Infants can learn nonadjacent dependencies easily with correlated semantic cues

Willits, J. 1 & Saffran, J. 2

1 Indiana University
2 University of Wisconsin Madison

Nonadjacent dependencies are ubiquitous in language. They contribute to its complexity, and to the difficulty of learning a language. Nonadjacent dependencies are also, on some views, difficult to learn using association-based mechanisms. In the present research, we show that adding real world complexity to the learning situation - in the form of correlated semantic cues - greatly enhances the learnability of nonadjacent dependencies. In three experiments, 24-MO infants were presented with a familiarization corpus containing 64 three-word strings, containing nonadjacent dependencies such that the first word perfectly predicted the third word in each string. In Experiment 1, infants heard a consistently semantically related corpus, where the nonadjacently related words were also always members of the same semantic category (e.g. doggy-x-kitty; bird-x-fishy, cookie-x-banana, toast-x-cheese).

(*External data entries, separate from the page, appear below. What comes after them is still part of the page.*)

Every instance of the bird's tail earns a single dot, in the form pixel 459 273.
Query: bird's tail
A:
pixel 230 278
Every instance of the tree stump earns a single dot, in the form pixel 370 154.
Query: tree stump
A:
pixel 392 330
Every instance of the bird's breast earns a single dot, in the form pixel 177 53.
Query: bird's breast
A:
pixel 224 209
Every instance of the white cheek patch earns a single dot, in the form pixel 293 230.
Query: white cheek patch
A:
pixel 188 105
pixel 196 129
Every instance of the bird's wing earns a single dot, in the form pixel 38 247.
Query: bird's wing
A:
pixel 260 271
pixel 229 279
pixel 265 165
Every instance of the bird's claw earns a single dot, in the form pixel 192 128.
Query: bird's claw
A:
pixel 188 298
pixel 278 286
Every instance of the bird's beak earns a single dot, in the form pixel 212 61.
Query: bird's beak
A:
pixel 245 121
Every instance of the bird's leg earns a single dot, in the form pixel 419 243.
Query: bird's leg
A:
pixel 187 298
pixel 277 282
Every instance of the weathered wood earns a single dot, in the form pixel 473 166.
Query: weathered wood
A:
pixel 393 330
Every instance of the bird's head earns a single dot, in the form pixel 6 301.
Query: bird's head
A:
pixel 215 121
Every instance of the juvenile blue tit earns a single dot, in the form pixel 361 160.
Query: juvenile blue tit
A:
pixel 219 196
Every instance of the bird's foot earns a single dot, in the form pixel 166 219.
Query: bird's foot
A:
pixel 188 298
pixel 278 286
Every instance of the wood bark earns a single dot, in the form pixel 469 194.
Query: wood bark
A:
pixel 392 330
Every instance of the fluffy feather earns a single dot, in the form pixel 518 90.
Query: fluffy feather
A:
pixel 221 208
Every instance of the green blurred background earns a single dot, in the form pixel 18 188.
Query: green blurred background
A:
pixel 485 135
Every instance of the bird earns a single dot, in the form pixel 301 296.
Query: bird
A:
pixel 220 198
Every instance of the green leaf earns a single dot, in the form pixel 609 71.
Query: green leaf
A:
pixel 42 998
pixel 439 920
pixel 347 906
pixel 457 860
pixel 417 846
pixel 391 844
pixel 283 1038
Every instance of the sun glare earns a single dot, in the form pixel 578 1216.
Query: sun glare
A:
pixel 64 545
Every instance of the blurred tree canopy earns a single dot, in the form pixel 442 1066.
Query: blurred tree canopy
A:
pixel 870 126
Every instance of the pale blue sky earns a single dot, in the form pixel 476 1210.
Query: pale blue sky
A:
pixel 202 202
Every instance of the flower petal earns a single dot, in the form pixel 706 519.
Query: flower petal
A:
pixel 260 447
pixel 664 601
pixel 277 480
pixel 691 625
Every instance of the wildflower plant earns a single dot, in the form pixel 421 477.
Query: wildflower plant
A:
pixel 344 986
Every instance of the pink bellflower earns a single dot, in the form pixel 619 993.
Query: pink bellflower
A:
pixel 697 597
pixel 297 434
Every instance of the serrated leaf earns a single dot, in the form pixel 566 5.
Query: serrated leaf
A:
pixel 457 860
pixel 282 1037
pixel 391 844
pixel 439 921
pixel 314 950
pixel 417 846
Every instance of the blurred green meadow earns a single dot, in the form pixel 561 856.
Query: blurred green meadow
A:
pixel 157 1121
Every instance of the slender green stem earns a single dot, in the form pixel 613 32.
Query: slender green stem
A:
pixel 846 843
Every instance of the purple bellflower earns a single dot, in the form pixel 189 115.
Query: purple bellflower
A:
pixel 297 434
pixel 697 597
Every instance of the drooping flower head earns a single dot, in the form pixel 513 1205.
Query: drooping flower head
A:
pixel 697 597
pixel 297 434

In Experiment 2 infants heard a consistently unrelated corpus, where the nonadjacently related items were consistently members of opposite categories, preserving the relation between the two categories (e.g. doggy-x-banana; bird-x-cheese, cookie-x-kitty, toast-x-fishy). Experiment 3 was a control experiment, with no consistent semantic relation between the nonadjacently related items (e.g. doggy-x-kitty; bird-x-cheese, cookie-x-banana, toast-x-fishy). Infants in all three experiments were then given 16 test strings, half from familiarization and half that violated the nonadjacent dependencies on which they were trained. Infants in Experiment 1 and 2 listened significantly longer to the novel violation items, with no significant difference in Experiment 3. Further, the size of each infant's novelty preference was significantly correlated with their MCDI score. These experiments show that learning nonadjacent dependencies is in fact quite tractable. Many cues (such as meaning) that learners might use are stripped away in overly controlled experiments, making the problem harder than it is in the real world. Complexity is not the same thing as noise, if that complexity provides learners with useful cues to the structure of the world.